A range of new actors — including China and Iran — can use these fires to “deter deterrence” thus freeing themselves to act more aggressive regionally.
- Global supply chains at a crossroads
Today, freedom of navigation can no longer be taken for granted. As global temperatures rise and with state and non-state actors demonstrating abilities to block vital shipping lanes, supply chain risks are poised to rise.
Today it’s the Red Sea, tomorrow it could be the Taiwan Strait and, in the future, the Arctic waterways.
These risks are inflationary as moving goods becomes more expensive. Just-in-time inventory management and supply chain efficiency are now relics of the past.

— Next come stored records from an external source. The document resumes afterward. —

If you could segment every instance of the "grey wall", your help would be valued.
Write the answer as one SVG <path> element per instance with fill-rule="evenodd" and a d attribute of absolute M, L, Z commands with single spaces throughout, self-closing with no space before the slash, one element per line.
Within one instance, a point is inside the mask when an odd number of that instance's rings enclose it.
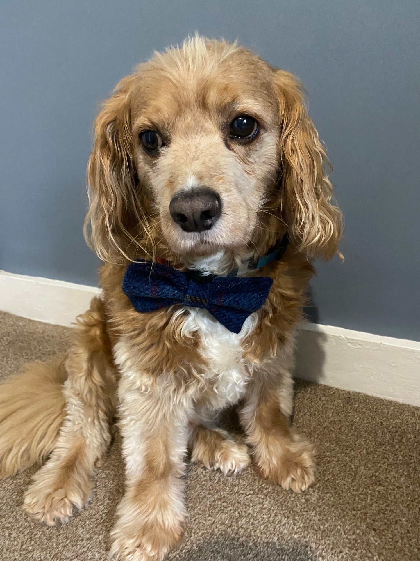
<path fill-rule="evenodd" d="M 17 0 L 0 30 L 0 268 L 96 283 L 85 173 L 100 101 L 195 30 L 297 75 L 346 216 L 320 323 L 420 339 L 418 0 Z"/>

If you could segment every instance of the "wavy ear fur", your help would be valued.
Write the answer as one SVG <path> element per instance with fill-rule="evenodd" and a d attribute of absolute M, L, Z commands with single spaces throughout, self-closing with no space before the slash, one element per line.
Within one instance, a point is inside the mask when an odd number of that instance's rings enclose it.
<path fill-rule="evenodd" d="M 281 204 L 298 249 L 310 257 L 330 259 L 337 252 L 343 223 L 331 202 L 329 163 L 308 115 L 300 84 L 288 72 L 277 71 L 279 105 Z"/>
<path fill-rule="evenodd" d="M 111 263 L 130 259 L 127 255 L 130 245 L 132 250 L 136 245 L 142 247 L 133 233 L 144 226 L 131 132 L 130 96 L 137 77 L 124 78 L 103 104 L 87 168 L 90 208 L 85 237 L 101 259 Z"/>

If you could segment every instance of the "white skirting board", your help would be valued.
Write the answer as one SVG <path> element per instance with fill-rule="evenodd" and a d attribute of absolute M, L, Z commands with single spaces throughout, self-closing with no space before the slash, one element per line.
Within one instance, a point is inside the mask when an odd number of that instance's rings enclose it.
<path fill-rule="evenodd" d="M 0 310 L 70 325 L 87 310 L 96 287 L 0 271 Z M 1 344 L 0 342 L 0 344 Z M 305 324 L 296 377 L 420 406 L 420 343 Z"/>

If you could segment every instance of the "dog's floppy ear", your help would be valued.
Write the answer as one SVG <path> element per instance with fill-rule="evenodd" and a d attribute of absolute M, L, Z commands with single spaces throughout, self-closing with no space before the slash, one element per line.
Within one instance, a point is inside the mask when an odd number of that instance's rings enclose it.
<path fill-rule="evenodd" d="M 106 261 L 128 257 L 132 226 L 142 222 L 131 132 L 130 95 L 135 77 L 124 78 L 103 104 L 95 122 L 87 167 L 90 209 L 85 236 Z"/>
<path fill-rule="evenodd" d="M 342 215 L 331 202 L 326 154 L 307 114 L 297 80 L 276 71 L 279 100 L 281 204 L 298 249 L 328 259 L 337 251 Z"/>

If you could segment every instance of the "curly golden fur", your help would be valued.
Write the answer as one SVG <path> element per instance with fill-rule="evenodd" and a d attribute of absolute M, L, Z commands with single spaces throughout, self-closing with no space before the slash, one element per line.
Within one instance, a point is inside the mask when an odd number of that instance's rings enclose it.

The time is now to assess and address supply chain vulnerabilities as the seas become less stable.
- The age of nuclear blackmail
Revisionist powers are increasing aggression in their neighbourhoods, a trend that may soon involve nuclear brinksmanship.

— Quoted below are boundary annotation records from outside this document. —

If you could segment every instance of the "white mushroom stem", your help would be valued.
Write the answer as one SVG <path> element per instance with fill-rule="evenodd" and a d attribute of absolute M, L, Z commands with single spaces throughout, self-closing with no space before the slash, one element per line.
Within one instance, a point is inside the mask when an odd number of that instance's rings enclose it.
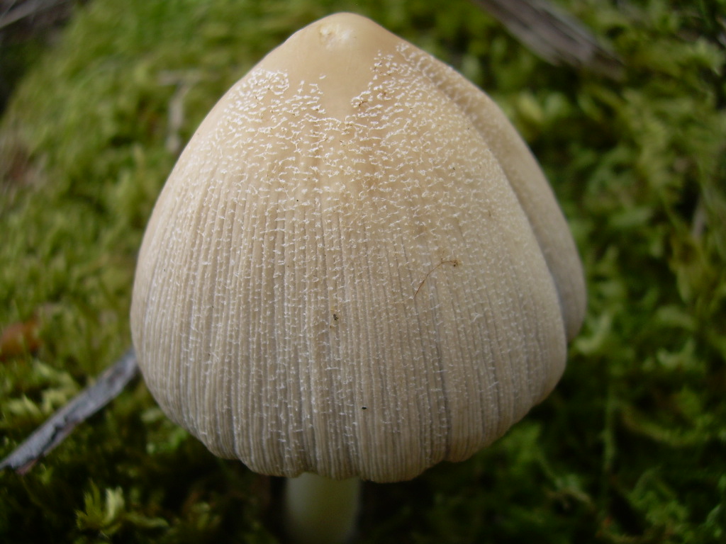
<path fill-rule="evenodd" d="M 358 515 L 360 479 L 303 472 L 285 483 L 285 522 L 293 542 L 340 544 L 350 540 Z"/>

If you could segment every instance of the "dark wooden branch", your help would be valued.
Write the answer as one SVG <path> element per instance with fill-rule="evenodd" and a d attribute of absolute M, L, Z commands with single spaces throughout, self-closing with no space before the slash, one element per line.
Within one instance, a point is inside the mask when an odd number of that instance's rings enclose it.
<path fill-rule="evenodd" d="M 76 428 L 115 398 L 139 371 L 131 348 L 102 374 L 96 383 L 81 391 L 0 461 L 0 469 L 13 469 L 25 474 Z"/>
<path fill-rule="evenodd" d="M 535 54 L 554 65 L 586 67 L 617 78 L 622 64 L 582 23 L 547 0 L 471 0 Z"/>

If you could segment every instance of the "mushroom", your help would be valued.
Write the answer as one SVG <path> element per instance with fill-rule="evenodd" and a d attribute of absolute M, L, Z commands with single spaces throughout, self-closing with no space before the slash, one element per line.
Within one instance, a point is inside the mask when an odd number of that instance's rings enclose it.
<path fill-rule="evenodd" d="M 189 142 L 131 329 L 160 406 L 213 453 L 385 482 L 467 459 L 544 399 L 584 306 L 567 223 L 499 109 L 340 13 Z"/>

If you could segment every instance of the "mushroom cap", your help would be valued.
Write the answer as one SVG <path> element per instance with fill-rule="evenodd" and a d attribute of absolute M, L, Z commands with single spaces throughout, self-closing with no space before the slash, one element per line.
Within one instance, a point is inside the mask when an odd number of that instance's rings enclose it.
<path fill-rule="evenodd" d="M 131 329 L 159 405 L 216 455 L 393 482 L 542 400 L 584 305 L 565 219 L 499 108 L 343 13 L 202 123 L 149 222 Z"/>

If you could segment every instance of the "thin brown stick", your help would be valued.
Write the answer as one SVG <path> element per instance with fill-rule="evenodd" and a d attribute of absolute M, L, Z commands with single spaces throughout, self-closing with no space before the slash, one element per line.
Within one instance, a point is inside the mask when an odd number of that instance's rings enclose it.
<path fill-rule="evenodd" d="M 131 348 L 102 374 L 96 383 L 81 391 L 73 400 L 54 413 L 7 457 L 0 469 L 13 469 L 20 474 L 29 471 L 38 461 L 82 423 L 115 398 L 136 375 L 136 354 Z"/>
<path fill-rule="evenodd" d="M 554 65 L 621 75 L 622 63 L 582 22 L 547 0 L 471 0 L 496 17 L 533 53 Z"/>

Indeed, Russia has already used nuclear threats to advance its interests during the opening stage of its invasion of Ukraine.
As China, Russia, Iran, and North Korea continue to cooperate, coordinate, and advance their missile programs amid an eroding balance of deterrence, nuclear blackmail may become a more normal feature of geopolitics
Key impacts for businesses and their risk managers
Rising tensions between the U.S.-led West and the emerging Beijing-Moscow-Tehran axis are seeing corporations turned into tools as well as targets.
From supply chain disruptions to state-backed IP theft, cyberattacks, and reputational assassination, the dangers faced by businesses today do not allow for a lack of global awareness.
Buckner said: “Going forward, companies need to adopt a proactive rather than reactive approach to risk and have plans in place for when, not if, a crisis occurs.
“Time matters in crises, and we see a possibility of several concurrent crises unfolding in the near-to-medium term, meaning that now is the time to develop the relationships that you will depend on to get your people out should the need arise.”
The consequences of ignoring these threats
Failure to prepare for these risks could ultimately result in harm to your people, assets, and brand. Indeed, enterprises that do not get out ahead of the new threat landscape will inevitably find themselves falling behind it.
Buckner said: “Corporations have been thrown into an arena of interstate competition and a failure to build new capacities could see them just as quickly thrown out.”
He adds that key questions for businesses to ask themselves include:
- What is my company’s plan if an executive is arbitrarily detained in Shanghai?
- How will our supply chain adjust to a blockade of the Strait of Hormuz or Taiwan?
- What measures do we have in place to prevent state-backed corporate espionage and IP theft?
- Could the image of the brand lead to boycotts, vandalism, or even threats to our executives?
- Do I have employees living in soon-to-be conflict areas?
“The consequences of failing to adequately address these questions could prove existential for firms,” Buckner says.
How to tackle the key threats identified in the report
Buckner counsels that businesses must identify exposures by taking a hard look in the mirror.
If you can’t answer the above questions, you may need to build out your current capabilities or look for outside support.
Once identified, businesses can mitigate their risks by minimising asset and personnel exposure.
Buckner concludes: “An ounce of prevention is worth a pound of cure. However, in the many cases where some risk is unavoidable, firms can minimize the consequences of those risks through active security… and more importantly, proactive planning.
“The worst-case scenario is the scenario for which you have no plan.”